Winning certainly matters at a lot of high schools, at most colleges, and at all clubs; and all professional programs. Yet when we look at those levels of the game:
* where are the imaginative tactics?
* where are the players with flair that can lend excitement to the game?
* where are the games that aren’t like watching reruns?
I saw a few, and they made the blood rush!
We can’t even tell how good our coaches actually are because the players probably can’t execute the imaginative tactics that our coaches can envision…so we blame the coaches for mediocre performances at all levels.
* Are the players to blame at all for this mess? I don’t think they are exempt from criticism either. How many come to the coach eager for more ideas on how to improve themselves as players? How many are looking for new techniques to master? Most are getting to the next level after years of hearing how good they are. When they get to the next level, and I’m thinking of college now, it is their first experience with playing in an open age group and playing with players to whom they have to prove themselves.
Many even show up believing that they are beyond needing technical training and think that a coach who is trying to improve their technique is out of touch. If they fit into the program they may get 10% better but how many really blossom into something special? Is that the coach’s fault or the fault of a soccer system that doesn’t value the technical coach as part of the system at any advanced level of the game?
* What complicity lies with the parents in this mess? It lies in the idea that if their child plays for the club with the most wins, and costs the most to join, that somehow this will lead to their child having a scholarship. They frequently leave clubs that were trying to give the player a solid technical foundation for a club that wins more. The parents don’t even think about whether their child actually learned all there was to learn from the coaches that made them attractive to other clubs.
Who nurtures this attitude in them? Is it the clubs and their PR programs? Is it the colleges who don’t make any clear statements that programs that produce the best technical/tactical players don’t always have to win to get their attention?
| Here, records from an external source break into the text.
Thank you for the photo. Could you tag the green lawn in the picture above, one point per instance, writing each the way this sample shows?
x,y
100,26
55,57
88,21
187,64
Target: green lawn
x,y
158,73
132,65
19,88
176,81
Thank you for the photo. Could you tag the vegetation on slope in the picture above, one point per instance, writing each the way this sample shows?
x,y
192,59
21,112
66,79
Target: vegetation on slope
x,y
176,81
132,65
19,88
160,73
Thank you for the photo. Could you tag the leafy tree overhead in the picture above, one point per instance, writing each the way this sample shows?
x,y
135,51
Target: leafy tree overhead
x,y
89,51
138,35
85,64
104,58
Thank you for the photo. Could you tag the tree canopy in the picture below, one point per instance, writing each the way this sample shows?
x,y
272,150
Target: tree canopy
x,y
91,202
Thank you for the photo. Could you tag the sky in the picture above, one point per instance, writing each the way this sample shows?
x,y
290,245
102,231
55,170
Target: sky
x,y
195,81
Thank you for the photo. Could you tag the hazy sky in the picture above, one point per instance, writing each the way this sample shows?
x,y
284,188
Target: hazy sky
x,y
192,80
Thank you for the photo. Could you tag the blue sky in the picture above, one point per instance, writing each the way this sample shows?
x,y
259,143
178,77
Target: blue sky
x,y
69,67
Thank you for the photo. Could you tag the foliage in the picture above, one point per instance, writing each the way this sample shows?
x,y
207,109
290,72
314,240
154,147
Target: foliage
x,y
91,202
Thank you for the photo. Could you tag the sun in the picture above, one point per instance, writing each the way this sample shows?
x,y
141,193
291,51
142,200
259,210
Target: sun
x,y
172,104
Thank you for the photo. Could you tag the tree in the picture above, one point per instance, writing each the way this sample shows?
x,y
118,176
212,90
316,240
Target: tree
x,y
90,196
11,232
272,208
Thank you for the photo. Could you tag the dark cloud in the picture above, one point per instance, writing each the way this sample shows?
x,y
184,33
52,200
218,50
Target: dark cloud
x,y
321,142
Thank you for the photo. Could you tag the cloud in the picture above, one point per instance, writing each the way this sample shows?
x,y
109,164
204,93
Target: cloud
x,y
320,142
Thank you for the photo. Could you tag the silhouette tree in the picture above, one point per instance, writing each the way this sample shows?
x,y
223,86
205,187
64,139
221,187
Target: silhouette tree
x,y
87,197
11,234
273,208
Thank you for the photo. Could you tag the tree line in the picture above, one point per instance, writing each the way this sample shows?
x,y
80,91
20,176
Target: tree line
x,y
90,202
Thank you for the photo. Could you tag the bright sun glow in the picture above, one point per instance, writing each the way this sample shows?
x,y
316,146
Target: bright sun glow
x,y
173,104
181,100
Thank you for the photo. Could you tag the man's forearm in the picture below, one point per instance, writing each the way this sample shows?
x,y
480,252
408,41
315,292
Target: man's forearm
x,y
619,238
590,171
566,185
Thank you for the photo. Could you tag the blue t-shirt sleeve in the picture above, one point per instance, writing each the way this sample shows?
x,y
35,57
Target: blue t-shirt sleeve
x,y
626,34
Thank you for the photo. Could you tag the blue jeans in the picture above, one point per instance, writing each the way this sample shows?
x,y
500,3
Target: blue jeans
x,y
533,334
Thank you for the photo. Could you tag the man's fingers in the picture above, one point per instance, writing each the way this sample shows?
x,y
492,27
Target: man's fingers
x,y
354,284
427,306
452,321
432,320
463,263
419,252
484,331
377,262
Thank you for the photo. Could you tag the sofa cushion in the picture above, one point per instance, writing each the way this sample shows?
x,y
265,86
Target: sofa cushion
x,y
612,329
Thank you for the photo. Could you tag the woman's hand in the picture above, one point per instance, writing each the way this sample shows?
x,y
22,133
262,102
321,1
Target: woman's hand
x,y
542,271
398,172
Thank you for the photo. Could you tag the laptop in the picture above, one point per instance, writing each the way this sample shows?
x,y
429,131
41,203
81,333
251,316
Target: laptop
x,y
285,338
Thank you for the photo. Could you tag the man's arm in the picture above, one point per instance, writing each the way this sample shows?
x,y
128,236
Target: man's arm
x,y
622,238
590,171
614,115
Many parents are obsessed with reducing the stress and frustration that is often required to meet the challenges that produce players that are better skilled and stronger mentally. How many parents want to see their child technically challenged repeatedly and hardened to the point that they can compete with people who play to eat?
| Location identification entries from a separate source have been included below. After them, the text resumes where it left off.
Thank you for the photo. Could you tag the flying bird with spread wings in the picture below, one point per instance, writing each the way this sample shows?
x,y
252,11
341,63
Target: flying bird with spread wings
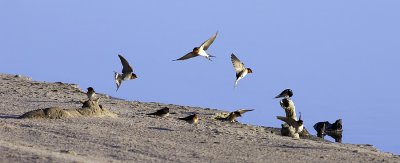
x,y
127,72
200,51
241,70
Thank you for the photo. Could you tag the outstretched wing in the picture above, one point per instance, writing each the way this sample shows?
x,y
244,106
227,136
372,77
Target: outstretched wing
x,y
187,56
208,42
242,111
289,121
126,68
239,66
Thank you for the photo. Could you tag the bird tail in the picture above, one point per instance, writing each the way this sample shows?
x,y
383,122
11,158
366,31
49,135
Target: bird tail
x,y
284,119
117,78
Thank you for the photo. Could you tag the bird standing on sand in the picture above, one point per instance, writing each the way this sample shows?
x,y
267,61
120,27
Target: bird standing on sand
x,y
91,94
127,72
238,113
192,119
297,125
241,70
161,113
200,51
287,103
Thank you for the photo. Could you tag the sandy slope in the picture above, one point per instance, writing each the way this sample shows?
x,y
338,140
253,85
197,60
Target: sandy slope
x,y
135,137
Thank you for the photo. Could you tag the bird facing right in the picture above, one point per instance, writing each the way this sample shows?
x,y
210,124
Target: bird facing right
x,y
238,113
298,125
91,93
200,51
161,113
127,72
287,104
241,70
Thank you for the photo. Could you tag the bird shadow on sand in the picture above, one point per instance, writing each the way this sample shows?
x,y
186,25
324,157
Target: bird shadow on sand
x,y
160,128
8,116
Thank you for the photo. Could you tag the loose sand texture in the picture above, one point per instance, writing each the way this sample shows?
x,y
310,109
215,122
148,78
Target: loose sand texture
x,y
129,135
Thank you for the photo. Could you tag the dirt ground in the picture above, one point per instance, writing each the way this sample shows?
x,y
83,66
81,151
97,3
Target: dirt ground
x,y
132,136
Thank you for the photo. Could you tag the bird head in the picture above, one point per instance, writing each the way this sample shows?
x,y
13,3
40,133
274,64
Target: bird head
x,y
249,70
196,50
133,76
90,89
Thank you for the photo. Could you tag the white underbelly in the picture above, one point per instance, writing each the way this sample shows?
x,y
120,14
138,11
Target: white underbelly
x,y
203,53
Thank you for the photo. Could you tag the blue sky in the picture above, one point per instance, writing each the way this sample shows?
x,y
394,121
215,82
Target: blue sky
x,y
339,57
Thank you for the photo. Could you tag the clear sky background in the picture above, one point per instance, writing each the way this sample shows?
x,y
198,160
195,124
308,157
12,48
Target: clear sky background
x,y
341,58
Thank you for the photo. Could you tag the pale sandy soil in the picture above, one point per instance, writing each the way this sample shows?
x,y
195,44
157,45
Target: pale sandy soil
x,y
135,137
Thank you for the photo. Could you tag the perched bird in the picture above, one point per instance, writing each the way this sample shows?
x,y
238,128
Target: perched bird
x,y
192,119
287,104
161,113
298,125
127,72
91,93
241,70
328,127
238,113
200,51
333,130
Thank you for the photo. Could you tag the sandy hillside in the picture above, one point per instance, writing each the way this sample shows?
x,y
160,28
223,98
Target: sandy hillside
x,y
136,137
* Are referees complicit in our failure to develop better technical players? Yes. However, I do not believe it is intentional at all. We need our referees to be more protective of the players at all levels so technical flair can be nurtured and on display. Increasingly, the game is getting more rugby-like. Aggressiveness is being substituted for defensive 1v1 skill. Physically threatening play when they’re young is down to ineptness. Overly physical play when they’re older is down to style and, after all, they’re grown ups. To some degree, referees should be the guardians of the beautiful game as much as enforcers of its laws.
We have a few oases in this technical desert where the premier clubs and high schools are focused more on technical development and believe that winning will come. Only the most secure clubs can afford to tell a parent that they are going to focus on technical development and not worry about their winning until they are U14 and up, and if they don’t get it, they should take their child somewhere else.
Until we find a way around the complexity of this mess we are going to continuously look at coaches who have to work with what they can get, and then take the blame for the mediocre level of the game, some of which they deserve and some of which they don’t.
Of course, there is a relatively simple partial solution:
* Create more technical coaches and use them to improve the players we have now and those we will get in the future.
* Technical coaches are the first step.
* Position coaches are the second step.
* Use the technology we have in the USA that we pioneered.
* UEFA is a step ahead of what we need first.
Think about this. If the “game is the best teacher,” then all I have to do is play 3,000 rounds of golf and I would be nearly as good as Tiger Woods!